Across from the character of Dr. King is Camae, whose beauty and youthful wit belie the facts of her past life: before being tasked by God with the responsibility of accompanying Dr. King into the afterlife, she was a prostitute who was killed by an angry blue-eyed man.

At a college campus living through an age when the blinders of the color-blind philosophy taught to us as children are being ripped off by racism personified in tiki-torch marches and the office of the presidency, it is important to see these transformative portrayals of the heroes like Dr. King who we would like to imitate in our lives. When civil rights icons and other great humans are seen as superheroes, deprived of their human errors and struggles, students cannot help but believe that the greatness needed to change the world we live in is untenable to an everyday person.

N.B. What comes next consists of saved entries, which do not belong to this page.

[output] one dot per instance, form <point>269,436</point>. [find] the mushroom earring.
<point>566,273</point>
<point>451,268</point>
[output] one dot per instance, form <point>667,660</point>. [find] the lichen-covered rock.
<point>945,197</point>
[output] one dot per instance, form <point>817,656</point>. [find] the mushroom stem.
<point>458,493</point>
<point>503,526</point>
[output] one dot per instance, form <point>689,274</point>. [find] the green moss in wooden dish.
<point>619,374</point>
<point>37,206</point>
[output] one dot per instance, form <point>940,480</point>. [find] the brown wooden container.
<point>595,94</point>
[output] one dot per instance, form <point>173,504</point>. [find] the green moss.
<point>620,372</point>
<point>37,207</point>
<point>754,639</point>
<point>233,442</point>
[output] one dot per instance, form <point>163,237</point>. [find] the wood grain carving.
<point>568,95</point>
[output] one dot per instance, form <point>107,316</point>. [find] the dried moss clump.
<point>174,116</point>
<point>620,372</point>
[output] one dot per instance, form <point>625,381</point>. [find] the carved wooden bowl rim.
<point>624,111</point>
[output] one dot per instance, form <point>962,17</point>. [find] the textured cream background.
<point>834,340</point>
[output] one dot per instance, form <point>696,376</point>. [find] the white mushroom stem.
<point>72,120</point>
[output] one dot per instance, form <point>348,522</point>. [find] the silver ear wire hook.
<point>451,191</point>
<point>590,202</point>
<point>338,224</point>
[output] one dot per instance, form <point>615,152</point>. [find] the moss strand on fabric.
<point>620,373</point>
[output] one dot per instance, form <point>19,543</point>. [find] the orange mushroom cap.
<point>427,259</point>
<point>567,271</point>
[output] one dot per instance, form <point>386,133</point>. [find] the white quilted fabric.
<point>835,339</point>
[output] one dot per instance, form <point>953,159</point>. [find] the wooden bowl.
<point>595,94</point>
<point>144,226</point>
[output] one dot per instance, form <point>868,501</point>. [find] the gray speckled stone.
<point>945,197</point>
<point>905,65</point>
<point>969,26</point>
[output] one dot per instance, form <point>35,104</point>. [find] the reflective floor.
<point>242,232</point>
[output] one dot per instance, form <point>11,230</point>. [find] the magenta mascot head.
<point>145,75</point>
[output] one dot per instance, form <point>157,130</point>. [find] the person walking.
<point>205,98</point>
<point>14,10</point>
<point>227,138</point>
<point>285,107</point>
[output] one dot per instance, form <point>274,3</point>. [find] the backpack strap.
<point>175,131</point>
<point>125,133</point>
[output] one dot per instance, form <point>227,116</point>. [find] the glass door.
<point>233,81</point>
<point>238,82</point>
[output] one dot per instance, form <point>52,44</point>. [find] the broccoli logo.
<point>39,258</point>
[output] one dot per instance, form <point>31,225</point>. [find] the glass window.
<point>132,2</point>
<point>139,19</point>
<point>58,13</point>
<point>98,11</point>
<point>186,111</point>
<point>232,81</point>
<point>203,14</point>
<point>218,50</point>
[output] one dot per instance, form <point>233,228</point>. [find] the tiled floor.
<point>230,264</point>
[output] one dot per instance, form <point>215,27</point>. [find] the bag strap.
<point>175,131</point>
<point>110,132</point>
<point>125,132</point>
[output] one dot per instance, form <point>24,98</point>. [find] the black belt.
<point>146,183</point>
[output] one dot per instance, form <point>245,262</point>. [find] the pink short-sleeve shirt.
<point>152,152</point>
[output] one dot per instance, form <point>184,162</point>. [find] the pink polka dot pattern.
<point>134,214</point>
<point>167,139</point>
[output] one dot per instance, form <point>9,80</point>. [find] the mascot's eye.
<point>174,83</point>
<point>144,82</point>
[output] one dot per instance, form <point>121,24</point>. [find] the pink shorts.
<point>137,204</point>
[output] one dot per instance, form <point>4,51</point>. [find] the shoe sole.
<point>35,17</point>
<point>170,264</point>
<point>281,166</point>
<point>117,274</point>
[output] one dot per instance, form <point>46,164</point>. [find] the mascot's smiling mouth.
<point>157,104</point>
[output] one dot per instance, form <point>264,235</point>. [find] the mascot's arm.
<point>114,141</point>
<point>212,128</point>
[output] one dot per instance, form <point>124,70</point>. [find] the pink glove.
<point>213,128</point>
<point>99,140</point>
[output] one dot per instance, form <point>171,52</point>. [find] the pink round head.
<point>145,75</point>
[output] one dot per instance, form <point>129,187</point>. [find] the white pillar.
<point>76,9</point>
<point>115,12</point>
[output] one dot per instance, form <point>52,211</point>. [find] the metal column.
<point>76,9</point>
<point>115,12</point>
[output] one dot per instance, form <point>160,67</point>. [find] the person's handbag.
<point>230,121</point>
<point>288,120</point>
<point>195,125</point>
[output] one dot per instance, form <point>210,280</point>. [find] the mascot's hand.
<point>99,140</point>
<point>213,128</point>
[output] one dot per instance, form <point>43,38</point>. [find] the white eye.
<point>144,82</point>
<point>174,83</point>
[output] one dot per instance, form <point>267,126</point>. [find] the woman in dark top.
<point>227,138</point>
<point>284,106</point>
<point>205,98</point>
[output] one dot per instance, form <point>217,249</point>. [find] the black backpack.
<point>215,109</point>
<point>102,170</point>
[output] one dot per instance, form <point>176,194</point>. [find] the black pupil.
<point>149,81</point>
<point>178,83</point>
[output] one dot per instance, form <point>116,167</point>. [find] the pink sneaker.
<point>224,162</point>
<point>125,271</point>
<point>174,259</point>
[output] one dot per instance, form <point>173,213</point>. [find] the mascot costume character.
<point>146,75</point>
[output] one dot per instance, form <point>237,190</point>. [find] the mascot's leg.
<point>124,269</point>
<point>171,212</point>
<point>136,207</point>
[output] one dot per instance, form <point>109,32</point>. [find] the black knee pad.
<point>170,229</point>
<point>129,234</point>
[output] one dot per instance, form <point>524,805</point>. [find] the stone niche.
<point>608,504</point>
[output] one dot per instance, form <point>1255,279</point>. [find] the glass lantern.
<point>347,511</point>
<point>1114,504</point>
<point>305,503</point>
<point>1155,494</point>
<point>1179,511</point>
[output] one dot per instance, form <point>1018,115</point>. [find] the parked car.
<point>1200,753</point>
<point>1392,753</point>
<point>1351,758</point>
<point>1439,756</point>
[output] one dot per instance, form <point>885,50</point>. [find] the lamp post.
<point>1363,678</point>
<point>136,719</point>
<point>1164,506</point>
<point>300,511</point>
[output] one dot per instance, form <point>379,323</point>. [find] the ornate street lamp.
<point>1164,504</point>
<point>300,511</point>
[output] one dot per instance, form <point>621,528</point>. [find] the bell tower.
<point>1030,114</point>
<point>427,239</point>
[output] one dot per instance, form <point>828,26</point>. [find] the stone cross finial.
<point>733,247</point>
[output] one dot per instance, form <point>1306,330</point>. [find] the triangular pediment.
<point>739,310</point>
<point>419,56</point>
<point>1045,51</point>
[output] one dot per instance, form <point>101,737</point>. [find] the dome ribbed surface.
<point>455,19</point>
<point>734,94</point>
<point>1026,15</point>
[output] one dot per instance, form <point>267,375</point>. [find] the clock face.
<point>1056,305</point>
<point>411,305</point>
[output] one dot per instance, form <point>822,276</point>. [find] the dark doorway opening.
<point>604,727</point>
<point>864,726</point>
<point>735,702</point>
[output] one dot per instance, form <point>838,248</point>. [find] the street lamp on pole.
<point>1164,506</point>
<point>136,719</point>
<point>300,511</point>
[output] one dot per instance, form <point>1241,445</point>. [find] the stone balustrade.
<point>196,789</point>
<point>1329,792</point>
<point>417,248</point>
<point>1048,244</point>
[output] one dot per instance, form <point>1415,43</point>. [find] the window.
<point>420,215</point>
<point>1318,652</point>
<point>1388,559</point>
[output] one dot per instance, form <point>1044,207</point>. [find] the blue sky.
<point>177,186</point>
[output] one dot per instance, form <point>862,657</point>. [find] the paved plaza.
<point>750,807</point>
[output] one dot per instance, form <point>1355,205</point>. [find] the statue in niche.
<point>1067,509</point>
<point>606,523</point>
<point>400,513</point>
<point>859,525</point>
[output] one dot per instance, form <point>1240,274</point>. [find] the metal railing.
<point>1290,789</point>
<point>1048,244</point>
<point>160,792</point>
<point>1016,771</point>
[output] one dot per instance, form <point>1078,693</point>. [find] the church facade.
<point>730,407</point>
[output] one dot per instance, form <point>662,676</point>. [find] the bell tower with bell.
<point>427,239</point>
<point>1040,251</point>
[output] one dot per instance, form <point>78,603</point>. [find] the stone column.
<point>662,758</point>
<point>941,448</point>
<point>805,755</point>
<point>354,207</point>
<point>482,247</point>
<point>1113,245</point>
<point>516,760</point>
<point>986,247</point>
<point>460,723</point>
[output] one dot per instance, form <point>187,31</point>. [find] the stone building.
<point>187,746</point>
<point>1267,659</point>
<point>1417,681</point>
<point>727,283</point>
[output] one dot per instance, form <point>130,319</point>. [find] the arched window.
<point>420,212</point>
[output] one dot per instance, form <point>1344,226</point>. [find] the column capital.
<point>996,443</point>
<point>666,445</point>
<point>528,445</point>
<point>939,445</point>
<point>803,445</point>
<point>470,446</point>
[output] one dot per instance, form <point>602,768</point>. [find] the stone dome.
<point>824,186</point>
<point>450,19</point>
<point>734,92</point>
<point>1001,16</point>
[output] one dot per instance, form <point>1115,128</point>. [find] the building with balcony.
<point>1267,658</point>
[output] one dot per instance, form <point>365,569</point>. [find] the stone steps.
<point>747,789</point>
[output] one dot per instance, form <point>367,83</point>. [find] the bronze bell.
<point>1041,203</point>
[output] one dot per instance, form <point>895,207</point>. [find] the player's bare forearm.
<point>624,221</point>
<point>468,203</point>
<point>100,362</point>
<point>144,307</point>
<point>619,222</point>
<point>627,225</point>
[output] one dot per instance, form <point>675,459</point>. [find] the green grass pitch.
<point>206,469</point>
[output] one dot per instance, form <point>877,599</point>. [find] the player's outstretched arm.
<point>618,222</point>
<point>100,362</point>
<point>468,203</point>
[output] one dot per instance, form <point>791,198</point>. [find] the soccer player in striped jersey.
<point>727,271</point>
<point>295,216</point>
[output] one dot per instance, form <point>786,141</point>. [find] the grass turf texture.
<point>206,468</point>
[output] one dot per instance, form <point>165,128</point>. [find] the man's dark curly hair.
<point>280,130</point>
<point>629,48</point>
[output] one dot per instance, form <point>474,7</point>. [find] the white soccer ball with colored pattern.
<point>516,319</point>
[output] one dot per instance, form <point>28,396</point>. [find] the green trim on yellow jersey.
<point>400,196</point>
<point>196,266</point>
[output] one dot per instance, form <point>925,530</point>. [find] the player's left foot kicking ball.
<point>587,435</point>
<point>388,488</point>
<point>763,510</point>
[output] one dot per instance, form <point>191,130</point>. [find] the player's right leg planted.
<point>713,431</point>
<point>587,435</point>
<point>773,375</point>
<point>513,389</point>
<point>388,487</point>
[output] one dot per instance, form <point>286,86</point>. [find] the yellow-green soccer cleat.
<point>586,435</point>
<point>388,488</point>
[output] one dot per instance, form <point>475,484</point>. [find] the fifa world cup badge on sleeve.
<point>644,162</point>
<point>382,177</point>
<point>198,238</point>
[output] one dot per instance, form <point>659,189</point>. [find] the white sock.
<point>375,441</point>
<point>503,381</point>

“Most of the time we feel like our shortcomings stop our destiny from becoming a reality,” said Powell, after the show. “So I think when you see someone in such a human way, you begin to understand that the shortcomings may in fact be what make you great.”

As the play transformed from an examination of the real Dr. King to a more surrealist struggle between King, the angel Camae, and God, (over the telephone) Camae communicates God’s message that it is time for King to “pass the baton” to the next leaders of the struggle.

Irving stated that this idea, of passing the baton, really stood out to her in this play: it spoke to this idea of doing as much as you could, no matter how small, knowing that there would always be others there to pass the baton to, in the struggle to change the world.

At the end of the play, Powell’s voice trembled with the oratorical grandeur of Dr. King’s most famous speeches as he delivered his final sermon in the motel room. The crowd sat enthralled as King moved through visions of the future: of the great, the horrible, and all the extraordinary events that occurred in the U.S. and around the globe in the arenas of racism and social justice from after he died up until almost the present day. His sermon ended with his voice echoing the refrain.

“The promised land is so close, and yet so far away.”